In my neighborhood, when kids were busy elsewhere (lunch, dinner, whatever) and it was just down to the two of us...we'd switch from a base-running game to home run derby. That's when we'd usually break out the softer plastic ball (without holes).
Past the pitcher on the ground -- single. Past the pitcher in the air -- double. Hit the house on the fly -- triple. Hit the roof -- Hone Run. OVER the roof(!) -- Grand slam.
Boy, did conditions have to be just right to hit one over the house! I can remember the feeling of waking up on a summer day...getting dressed real quick...running outside...the smell of the fresh-cut grass in the bright sunshine. Lets play ball!
It sucks to get old....but the memories are terific! Wiffleball is one of the highlights of my youth.
Wiffle ball up here in the Great White North. I especially remember it in Grade 6 in the mid 80's when we had indoor intermurals and played baseb...errr whiffleball in the gymnasium. I don't think I ever touched one after that though.
Didn't the Beastie Boys sing about the mighty whiffleball in their debut album?
Beastie Boys mentioned that they abused the cops daughter...
"We did her like this, we did her like that, we did her with a wiffleball bat..."
Or something like that.
Here in Saskatchewan, Canada we used a wiffleball to play a game we called "Pickleball" which was sort of like indoor tennis. You would setup a badminton net so that it was on the ground like a tennis net and play with wooden paddles that had holes in them. It was a lot of fun.
Wiffleball in Missouri, though in my small town neighborhood we never had more than 3-4 people and often just 1-on-1 games where sometimes we ran bases and sometimes we used the "homerun derby" rules.
We usually used plastic balls with no holes that went farther and we almost never used the yellow bat. We used knock-off plastic bats with thicker barrels, closer to the dimensions of a baseball bat.
I could never throw a curve, even with a real wiffleball. A sinker was all I could manage. But I was the only lefty in the neighborhood so I still did ok.
Like Michael, one of my friends and I kept stats too. This was the guy I played Strat-O and Pursue the Pennant with. We even kept stats when we played on his Odyssey video game system. (as everyone knows, Atari baseball sucked)
Yeah, we never had enough kids in my neighborhood to make any kind of real game, so we had to inprovise.
My parents house had a nice big stretch of land to the side and we always used the side of the house as "Homerun" territory. Of course, the house was to the left, and us (being HUGE Red Sox Fans) we always called it the Yellow Monster - ....as well as the usual rules (past the tree is a triple, etc.) - We also would make the road an out so you didn't cream the ball every time. It made it more interesting because you had to hit it over the tree, but not past the road for a triple.
And during college years, when we'd have the great big cookouts at my parents, we'd have MAJOR wiffle ball games. In later years, we even found the sets that had the little plastic bases, which made it SO much easier than our old method of using the peach tree.
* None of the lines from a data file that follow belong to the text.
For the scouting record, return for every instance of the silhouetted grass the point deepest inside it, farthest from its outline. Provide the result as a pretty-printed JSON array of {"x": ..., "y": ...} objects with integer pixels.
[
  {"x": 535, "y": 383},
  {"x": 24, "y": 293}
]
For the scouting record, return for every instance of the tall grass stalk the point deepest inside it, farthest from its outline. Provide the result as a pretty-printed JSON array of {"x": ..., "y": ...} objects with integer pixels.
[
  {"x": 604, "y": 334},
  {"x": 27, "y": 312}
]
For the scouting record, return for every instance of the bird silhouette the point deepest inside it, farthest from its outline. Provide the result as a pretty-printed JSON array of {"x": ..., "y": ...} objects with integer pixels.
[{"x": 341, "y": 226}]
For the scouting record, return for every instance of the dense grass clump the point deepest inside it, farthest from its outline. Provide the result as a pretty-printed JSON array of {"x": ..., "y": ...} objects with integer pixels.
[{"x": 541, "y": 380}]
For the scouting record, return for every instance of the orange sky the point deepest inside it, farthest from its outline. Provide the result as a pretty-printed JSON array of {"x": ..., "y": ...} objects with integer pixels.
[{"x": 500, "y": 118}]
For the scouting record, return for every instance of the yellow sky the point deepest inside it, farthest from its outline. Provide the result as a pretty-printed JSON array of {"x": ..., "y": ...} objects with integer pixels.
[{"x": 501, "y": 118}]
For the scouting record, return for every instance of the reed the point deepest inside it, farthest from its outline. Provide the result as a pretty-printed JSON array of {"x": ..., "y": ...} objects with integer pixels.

LOL
I remember it was so hard because you had to RUN, then touch the trunk without being tagged out, and without poking your eyes out from the branches.
The Beasties Boys song was Paul Revere. It followed the line "The Sheriff's after me for what I did to his daughter"
Senior year in High School, I got out of every gym class by playing the gym teacher in pickleball the first day of each semester. If I beat him, I didn't have to dress the rest of the term.
SOB went against his word and flunked me the last term. I had to run laps every day from the day seniors got out till graduation in order to get my diploma.
Yep.....played Wiffle ball up here in Maine too in the 70's/80's.......heck, I sill play it with the kids around the neighborhood....
My favorite was getting up and playing it in the street. As already stated....the manhole cover was second and dead patches of grass on the side of the street was 1st and 3rd. Homeplate was either another cover or a ballglove. Now let me post this NEW question.......when it was just 2 people playing against each other and you got a single or double.....as you walked back to homeplate for the next at bat did you guys ever use the phrase "ghost man on first"....or second or third??????